The couple, who live in West Lavington, near Devizes, held a party in The Churchill at the weekend before celebrating their platinum day on Tuesday with guests that included relatives from the farm he stayed as an evacuee in Great Cheverell.

Mr Wimbledon met his wife-to-be when they worked for the same company in North Kensington.
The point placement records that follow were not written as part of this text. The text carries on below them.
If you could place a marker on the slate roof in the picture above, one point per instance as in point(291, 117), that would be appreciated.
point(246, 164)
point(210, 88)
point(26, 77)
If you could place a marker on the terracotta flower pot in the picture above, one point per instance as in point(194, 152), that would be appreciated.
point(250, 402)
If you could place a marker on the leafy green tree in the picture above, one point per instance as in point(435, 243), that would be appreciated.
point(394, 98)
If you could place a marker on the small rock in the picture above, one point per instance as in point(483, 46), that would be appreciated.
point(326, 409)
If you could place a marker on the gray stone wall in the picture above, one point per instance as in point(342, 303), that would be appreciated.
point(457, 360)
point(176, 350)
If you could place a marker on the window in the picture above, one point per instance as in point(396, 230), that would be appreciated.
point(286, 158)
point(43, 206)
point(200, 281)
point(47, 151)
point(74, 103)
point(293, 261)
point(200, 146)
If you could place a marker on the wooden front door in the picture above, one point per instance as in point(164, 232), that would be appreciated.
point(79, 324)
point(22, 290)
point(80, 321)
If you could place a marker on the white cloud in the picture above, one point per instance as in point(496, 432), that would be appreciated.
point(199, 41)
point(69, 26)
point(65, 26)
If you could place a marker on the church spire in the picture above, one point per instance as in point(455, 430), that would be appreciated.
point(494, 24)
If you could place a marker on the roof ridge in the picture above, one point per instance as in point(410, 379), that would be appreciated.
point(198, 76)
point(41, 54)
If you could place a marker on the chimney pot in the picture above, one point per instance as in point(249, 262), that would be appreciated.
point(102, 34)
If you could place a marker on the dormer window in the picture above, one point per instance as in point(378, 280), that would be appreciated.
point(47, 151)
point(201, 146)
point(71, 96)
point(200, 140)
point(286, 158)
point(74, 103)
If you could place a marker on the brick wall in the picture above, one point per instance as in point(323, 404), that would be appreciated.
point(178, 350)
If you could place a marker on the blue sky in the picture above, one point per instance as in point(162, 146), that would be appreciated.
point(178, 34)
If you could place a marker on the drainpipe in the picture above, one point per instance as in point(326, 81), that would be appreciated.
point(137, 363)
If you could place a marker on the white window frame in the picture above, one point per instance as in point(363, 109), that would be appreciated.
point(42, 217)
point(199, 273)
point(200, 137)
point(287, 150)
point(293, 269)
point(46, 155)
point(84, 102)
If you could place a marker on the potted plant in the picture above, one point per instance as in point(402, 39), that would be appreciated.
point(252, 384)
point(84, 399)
But as he was a joiner and she was in the office he had to make his move when they were going on a company outing to the seaside.

Mrs Wimbledon, 86, said: “The office workers had to travel on a different coach but when we were getting on he spoke to me and we agreed to go on a date.”

She was just 15 but her parents approved of their relationship and they were married in Kensington Register office on July 31, 1948 when she was 16 and Mr Wimbledon was celebrating his 20th birthday.

He said: “We were young but we knew we wanted to be together.” They spent their honeymoon in Great Cheverell where Mr Wimbledon had been evacuated to to stay with the Wilshin family during the Second World War.

Mr Wimbledon, who loved a variety of sports, played for village sides while he was in Great Cheverell and in later life became a top pigeon racer.

While living at the Wilshins’ dairy farm he used to help deliver the milk in Devizes and surrounding villages. After their wedding the couple settled in London and had a son, Barry.

In 1996 Mrs Wimbledon and her elderly mother moved to Wiltshire and then after his retirement Mr Wimbledon and Barry joined them.

Mr Wimbledon became involved on the committee of the Conservative constituency party and they both settled into village life.

Mrs Wimbledon said: “We are very lucky that we both still have our health and we are able to get out and about. We love living here.”

Mr Wimbledon said: “When I first came down I was just 11 and I travelled on the train by myself. I didn’t know what to expect.

“When he was 14 he returned to London to work but never forgot the village that had made him so welcome.”